A team of scientists from the University of Edinburgh in the United Kingdom studied more than 2,200 people with Corona, 74 percent of whom needed artificial respiration, and found that changes to the 3-chromosome group, which carry dozens of genes, explain many severe cases of the virus.

One of the discoveries is a gene called IFNAR2 that creates cell receptors for the protein interferon, which builds up immune defenses when a virus invades a cell. The team found that a copy of IFNAR2, present in one in four Europeans, raises the risk of severe corona infection by 30 percent.

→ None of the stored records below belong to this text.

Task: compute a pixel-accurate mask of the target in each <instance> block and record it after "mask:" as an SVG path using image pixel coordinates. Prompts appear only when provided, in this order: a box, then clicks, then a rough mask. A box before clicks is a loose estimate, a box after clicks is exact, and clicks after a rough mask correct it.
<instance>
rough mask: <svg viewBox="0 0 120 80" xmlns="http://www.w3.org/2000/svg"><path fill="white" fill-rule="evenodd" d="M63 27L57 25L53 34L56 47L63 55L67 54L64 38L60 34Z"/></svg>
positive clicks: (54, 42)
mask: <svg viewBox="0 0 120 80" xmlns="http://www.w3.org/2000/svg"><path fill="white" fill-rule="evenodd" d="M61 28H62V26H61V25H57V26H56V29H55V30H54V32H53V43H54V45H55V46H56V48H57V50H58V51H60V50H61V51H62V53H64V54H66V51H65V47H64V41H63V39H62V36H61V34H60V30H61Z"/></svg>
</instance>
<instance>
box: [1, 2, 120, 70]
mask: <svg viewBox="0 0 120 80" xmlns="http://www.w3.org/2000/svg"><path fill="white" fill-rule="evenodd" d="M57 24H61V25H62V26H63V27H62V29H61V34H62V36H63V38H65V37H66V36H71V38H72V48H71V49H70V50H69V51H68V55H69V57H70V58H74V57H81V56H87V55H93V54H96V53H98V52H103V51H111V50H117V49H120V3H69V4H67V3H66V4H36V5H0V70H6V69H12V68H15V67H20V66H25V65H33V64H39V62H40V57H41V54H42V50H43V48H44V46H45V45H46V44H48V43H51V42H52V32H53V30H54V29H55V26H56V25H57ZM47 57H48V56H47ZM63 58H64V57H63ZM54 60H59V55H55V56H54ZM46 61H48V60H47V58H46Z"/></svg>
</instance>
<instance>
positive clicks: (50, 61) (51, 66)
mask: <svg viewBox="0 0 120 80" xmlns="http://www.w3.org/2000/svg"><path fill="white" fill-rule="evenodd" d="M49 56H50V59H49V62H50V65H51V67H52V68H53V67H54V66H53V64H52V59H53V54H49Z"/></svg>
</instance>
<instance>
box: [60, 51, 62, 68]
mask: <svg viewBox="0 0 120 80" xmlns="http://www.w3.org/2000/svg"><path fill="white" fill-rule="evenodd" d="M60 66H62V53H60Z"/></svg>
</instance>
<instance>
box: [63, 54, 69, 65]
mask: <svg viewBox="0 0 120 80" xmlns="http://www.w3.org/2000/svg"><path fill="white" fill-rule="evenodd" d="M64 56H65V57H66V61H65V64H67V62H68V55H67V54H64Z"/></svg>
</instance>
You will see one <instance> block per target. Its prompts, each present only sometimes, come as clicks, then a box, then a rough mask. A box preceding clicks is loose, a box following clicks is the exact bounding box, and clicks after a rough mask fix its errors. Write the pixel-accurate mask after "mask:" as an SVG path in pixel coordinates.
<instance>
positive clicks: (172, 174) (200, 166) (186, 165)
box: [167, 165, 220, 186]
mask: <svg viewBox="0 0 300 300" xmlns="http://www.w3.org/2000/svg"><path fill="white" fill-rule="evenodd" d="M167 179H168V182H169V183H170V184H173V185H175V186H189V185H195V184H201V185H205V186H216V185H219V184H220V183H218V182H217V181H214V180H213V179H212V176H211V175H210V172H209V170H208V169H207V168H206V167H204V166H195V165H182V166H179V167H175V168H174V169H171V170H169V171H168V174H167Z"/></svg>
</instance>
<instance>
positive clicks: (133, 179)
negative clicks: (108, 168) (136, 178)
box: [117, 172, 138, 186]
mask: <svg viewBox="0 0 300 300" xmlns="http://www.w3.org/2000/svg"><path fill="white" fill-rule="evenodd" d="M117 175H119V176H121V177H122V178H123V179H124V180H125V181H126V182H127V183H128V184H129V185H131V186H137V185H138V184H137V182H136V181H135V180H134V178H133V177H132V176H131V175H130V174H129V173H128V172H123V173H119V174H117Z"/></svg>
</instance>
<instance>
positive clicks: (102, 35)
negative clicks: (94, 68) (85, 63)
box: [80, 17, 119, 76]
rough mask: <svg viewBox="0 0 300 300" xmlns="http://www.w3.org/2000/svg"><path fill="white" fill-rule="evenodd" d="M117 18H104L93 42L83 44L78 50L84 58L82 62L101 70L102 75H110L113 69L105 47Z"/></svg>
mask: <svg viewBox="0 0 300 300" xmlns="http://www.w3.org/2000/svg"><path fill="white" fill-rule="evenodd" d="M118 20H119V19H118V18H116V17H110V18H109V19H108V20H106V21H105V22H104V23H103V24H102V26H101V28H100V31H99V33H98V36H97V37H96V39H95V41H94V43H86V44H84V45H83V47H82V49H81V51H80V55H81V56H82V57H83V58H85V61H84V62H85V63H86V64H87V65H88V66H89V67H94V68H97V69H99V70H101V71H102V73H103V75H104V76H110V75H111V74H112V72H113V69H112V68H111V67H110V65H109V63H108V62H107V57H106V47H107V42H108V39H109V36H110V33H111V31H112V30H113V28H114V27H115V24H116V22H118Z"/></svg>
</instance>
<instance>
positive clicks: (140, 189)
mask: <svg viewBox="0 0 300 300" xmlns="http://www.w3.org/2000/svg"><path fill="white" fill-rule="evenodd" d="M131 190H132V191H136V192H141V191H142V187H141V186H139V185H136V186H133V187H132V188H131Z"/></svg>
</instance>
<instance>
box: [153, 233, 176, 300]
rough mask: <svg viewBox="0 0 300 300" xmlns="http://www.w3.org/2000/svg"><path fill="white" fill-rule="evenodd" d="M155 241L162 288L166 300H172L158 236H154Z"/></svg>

Kenneth Bailey of the University of Edinburgh says: The very rare mutations that occur in IFNAR2 and seven other interferon genes may explain about 4 percent of the severity of the virus.

There is a group of genes called OAS, which are proteins that activate an enzyme that breaks down RNA, and changing one of these genes may weaken this activation, which allows the virus to multiply.

Some of the other genes identified by Bayley’s team could intensify inflammatory responses to lung damage caused by “Corona”, reactions that could be fatal for some patients.

The team says: The group of chromosome 3 remains being the strongest genetic factor that controls the severity of the virus, and it actually came from Neanderthals, through hybridization with our species tens of thousands of years ago. It is now found in about 16% of Europeans and 50% of South Asians.

The Corona virus is still undergoing further studies, and scientists seek to determine the date of the virus’s arrival with more accuracy, in order to map the virus’s genome to redraw its “family tree”.

The virus continues to spread rapidly around the world, with more than one million deaths and 37 million infections. And many countries that passed the first wave are now facing a second wave of the epidemic.